Sonic Series Fan Fiction ❯ Miles 'Foxy' Prower! ❯ Bad Tails, BAD! ( Chapter 1 )

[ T - Teen: Not suitable for readers under 13 ]

Good day to you, folks. Tis' I, YiffyOne, here to blab for like a half a page and then cop out another fanfic. This one'll be Sonic oriented, based on Tails, and that adorable little Cream. Fox and Rabbits happen to be my two fave animals, so I simply can't resist.
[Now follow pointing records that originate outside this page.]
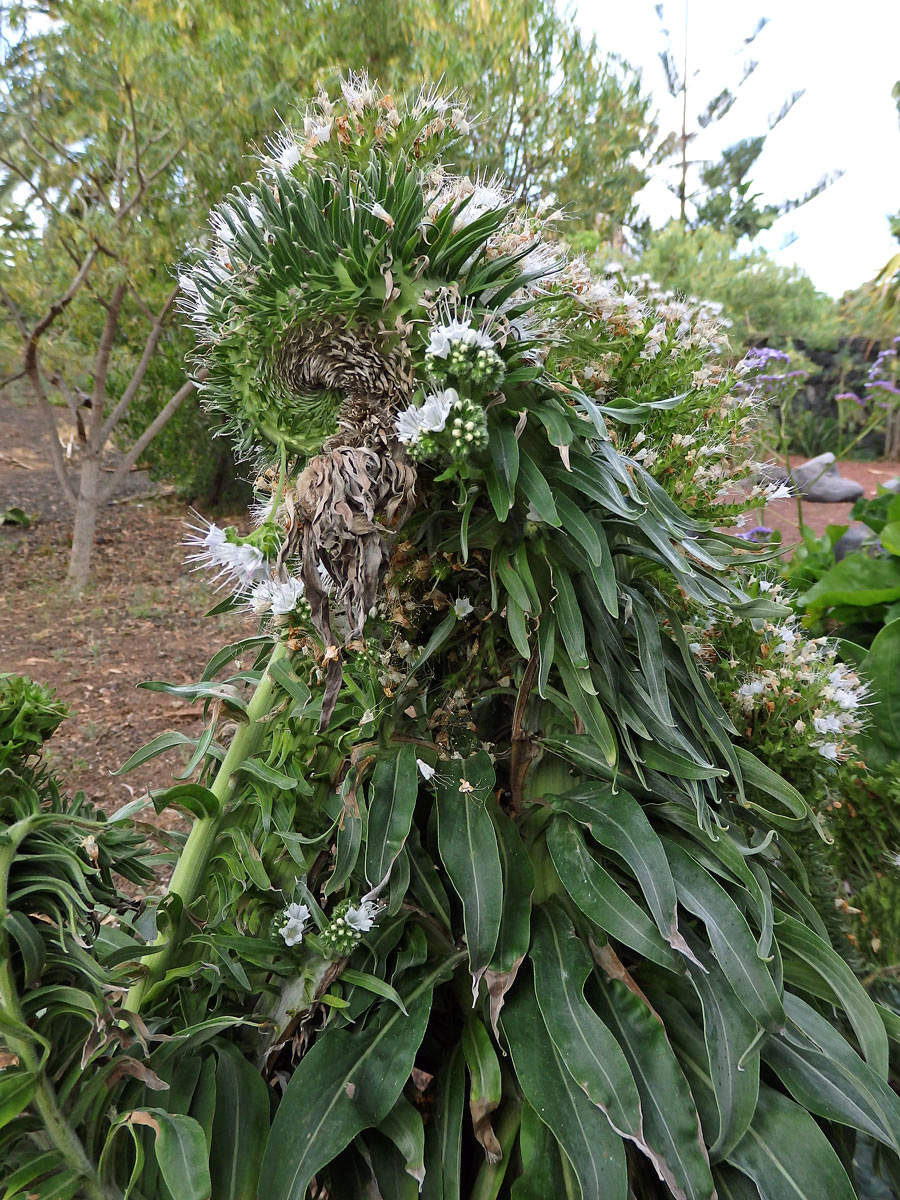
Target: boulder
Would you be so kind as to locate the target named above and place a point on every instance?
(820, 481)
(856, 537)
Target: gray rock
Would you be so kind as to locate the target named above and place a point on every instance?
(819, 480)
(852, 540)
(809, 473)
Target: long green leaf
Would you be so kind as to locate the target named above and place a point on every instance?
(731, 1038)
(443, 1138)
(591, 1053)
(671, 1126)
(468, 850)
(826, 1075)
(347, 1083)
(601, 899)
(403, 1126)
(181, 1155)
(617, 821)
(843, 984)
(787, 1156)
(240, 1127)
(395, 787)
(592, 1146)
(730, 935)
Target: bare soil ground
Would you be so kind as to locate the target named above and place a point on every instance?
(142, 618)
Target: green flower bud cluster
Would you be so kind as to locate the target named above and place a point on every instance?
(467, 426)
(480, 366)
(340, 939)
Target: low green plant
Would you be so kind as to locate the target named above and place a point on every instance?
(484, 893)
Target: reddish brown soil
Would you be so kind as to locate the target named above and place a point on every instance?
(142, 618)
(783, 514)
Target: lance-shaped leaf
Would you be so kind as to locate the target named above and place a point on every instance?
(347, 1083)
(617, 821)
(730, 935)
(516, 918)
(840, 984)
(541, 1167)
(671, 1126)
(731, 1038)
(395, 787)
(181, 1152)
(468, 850)
(443, 1137)
(589, 1051)
(485, 1084)
(600, 898)
(592, 1146)
(826, 1075)
(403, 1126)
(787, 1156)
(240, 1126)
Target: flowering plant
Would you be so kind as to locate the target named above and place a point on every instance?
(468, 821)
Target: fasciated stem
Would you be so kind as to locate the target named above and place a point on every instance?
(190, 875)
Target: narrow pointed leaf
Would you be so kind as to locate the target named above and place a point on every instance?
(671, 1126)
(394, 792)
(589, 1051)
(468, 850)
(787, 1156)
(589, 1143)
(600, 898)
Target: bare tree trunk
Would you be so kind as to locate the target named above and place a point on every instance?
(85, 523)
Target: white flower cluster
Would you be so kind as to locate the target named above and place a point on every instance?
(234, 562)
(429, 418)
(277, 597)
(297, 917)
(807, 669)
(442, 339)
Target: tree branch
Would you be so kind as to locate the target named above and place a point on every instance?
(101, 363)
(147, 437)
(153, 341)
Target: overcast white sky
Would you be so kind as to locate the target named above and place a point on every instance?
(847, 58)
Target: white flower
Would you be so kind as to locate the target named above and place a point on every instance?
(438, 342)
(295, 918)
(408, 425)
(780, 492)
(785, 637)
(828, 750)
(436, 409)
(288, 154)
(317, 129)
(755, 688)
(279, 597)
(429, 418)
(237, 562)
(828, 724)
(361, 918)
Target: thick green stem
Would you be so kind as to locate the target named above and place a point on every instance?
(491, 1176)
(190, 874)
(59, 1132)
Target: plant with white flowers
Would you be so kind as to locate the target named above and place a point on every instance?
(484, 895)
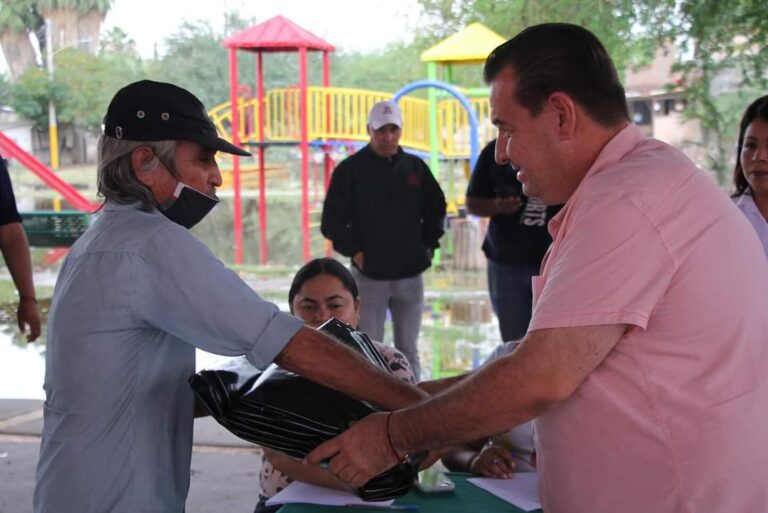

Hopefully I'll be able to top my record of review #, with this cute lil' ol love story.
 
If it's not already self evident, this story is a romance between Tails and Cream, it's a bit more complicated than just that, because ALL the girls like Tails.. just, read to find out.. Here's the full-on summary: Tails is innocently tinkering in his workshop one day, and discovers that scent is the key to a new-age form of hypnotism! Unable to resist the urge to create an invention using this principal, he begins working on the Hypno gun. He ends up getting a scented solution on him by accident, and when he goes out, he discovers that all the members of the oppisite sex find him irresistable!! Sparks fly, friendships are in peril, and Tails, the stud everyone's gunnin' for is stuck in the middle of it all!
 
 
Also, make a note that this story may have references that, though they do not take place, may suggest age-play. Tails is 15 in this, and there WILL be sexual references. Very vague ones, but just warning ya.
 
Ok! Here goes nothin'!Miles `Foxy' Prower, Chapter 1: “Bad Tails, BAD!”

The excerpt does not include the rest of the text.